Biclustering is evolving into one of the major tools for analyzing large datasets given as matrix of samples times features. Biclustering has been successfully applied in life sciences, e.g. for drug design, in e-commerce, e.g. for internet retailing or recommender systems.
FABIA is one of the most successful biclustering methods which excelled in different projects and is used by companies like Janssen, Bayer, or Zalando. FABIA is a generative model that represents each bicluster by two sparse membership vectors: one for the samples and one for the features. However, FABIA is restricted to about 20 code units because of the high computational complexity of computing the posterior. Furthermore, code units are sometimes insufficiently decorrelated. Sample membership is difficult to determine because vectors do not have exact zero entries and can have both large positive and large negative values.

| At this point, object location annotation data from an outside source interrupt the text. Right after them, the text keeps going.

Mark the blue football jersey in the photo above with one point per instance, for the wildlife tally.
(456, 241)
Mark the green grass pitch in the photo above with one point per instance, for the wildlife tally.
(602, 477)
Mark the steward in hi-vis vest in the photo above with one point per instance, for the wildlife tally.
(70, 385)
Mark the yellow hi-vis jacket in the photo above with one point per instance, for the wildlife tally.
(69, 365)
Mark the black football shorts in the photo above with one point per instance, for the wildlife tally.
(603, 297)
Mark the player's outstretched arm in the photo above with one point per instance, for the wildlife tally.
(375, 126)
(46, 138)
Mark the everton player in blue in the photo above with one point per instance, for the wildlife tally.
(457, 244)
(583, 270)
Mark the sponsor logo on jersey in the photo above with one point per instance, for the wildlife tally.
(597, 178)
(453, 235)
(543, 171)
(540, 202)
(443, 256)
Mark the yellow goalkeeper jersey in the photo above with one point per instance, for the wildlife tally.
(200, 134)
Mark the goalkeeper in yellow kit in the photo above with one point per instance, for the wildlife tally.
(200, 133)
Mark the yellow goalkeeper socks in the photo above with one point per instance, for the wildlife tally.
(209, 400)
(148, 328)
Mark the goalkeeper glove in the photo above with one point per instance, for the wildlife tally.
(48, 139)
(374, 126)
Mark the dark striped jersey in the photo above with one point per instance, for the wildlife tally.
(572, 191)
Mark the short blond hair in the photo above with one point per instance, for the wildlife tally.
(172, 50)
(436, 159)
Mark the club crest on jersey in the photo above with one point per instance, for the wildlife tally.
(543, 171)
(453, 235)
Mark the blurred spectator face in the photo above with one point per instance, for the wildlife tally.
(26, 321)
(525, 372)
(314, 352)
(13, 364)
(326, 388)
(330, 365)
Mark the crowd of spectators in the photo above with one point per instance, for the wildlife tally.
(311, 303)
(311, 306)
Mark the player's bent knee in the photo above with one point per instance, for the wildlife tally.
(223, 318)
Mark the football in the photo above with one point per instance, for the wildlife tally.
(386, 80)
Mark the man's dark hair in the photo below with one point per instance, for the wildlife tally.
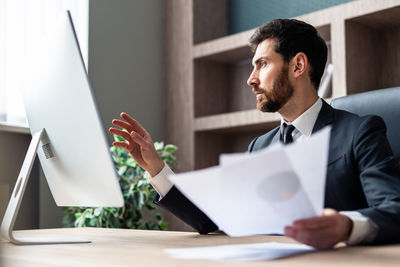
(291, 37)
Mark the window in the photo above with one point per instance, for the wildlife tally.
(23, 22)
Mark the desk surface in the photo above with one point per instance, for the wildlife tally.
(119, 247)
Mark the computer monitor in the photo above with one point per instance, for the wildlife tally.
(67, 131)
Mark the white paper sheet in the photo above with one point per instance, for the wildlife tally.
(258, 251)
(261, 193)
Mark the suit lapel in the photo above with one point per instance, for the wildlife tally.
(325, 117)
(276, 137)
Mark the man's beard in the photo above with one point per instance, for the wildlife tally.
(275, 99)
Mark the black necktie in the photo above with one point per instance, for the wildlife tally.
(286, 136)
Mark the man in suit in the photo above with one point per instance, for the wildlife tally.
(362, 197)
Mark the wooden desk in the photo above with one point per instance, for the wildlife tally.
(118, 247)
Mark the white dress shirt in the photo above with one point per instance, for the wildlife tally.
(364, 230)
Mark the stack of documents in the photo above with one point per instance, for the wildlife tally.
(258, 251)
(261, 192)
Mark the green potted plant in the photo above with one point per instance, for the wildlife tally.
(137, 192)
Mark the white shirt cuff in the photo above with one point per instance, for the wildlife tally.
(161, 183)
(364, 230)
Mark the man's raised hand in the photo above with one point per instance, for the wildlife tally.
(138, 143)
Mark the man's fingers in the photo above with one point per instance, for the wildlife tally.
(139, 139)
(120, 133)
(123, 145)
(137, 126)
(123, 125)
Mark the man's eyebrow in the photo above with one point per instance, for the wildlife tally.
(258, 60)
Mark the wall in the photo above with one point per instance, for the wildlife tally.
(126, 60)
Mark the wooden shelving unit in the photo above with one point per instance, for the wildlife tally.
(209, 107)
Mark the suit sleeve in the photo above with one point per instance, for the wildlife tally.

We propose to use the recently introduced unsupervised Deep Learning approach Rectified Factor Networks (RFNs) to overcome the drawbacks of FABIA. RFNs efficiently construct very sparse, non-linear, high-dimensional representations of the input via their posterior means. RFN learning is a generalized alternating minimization algorithm based on the posterior regularization method which enforces non-negative and normalized posterior means. Each code unit represents a bicluster, where samples for which the code unit is active belong to the bicluster and features that have activating weights to the code unit belong to the bicluster.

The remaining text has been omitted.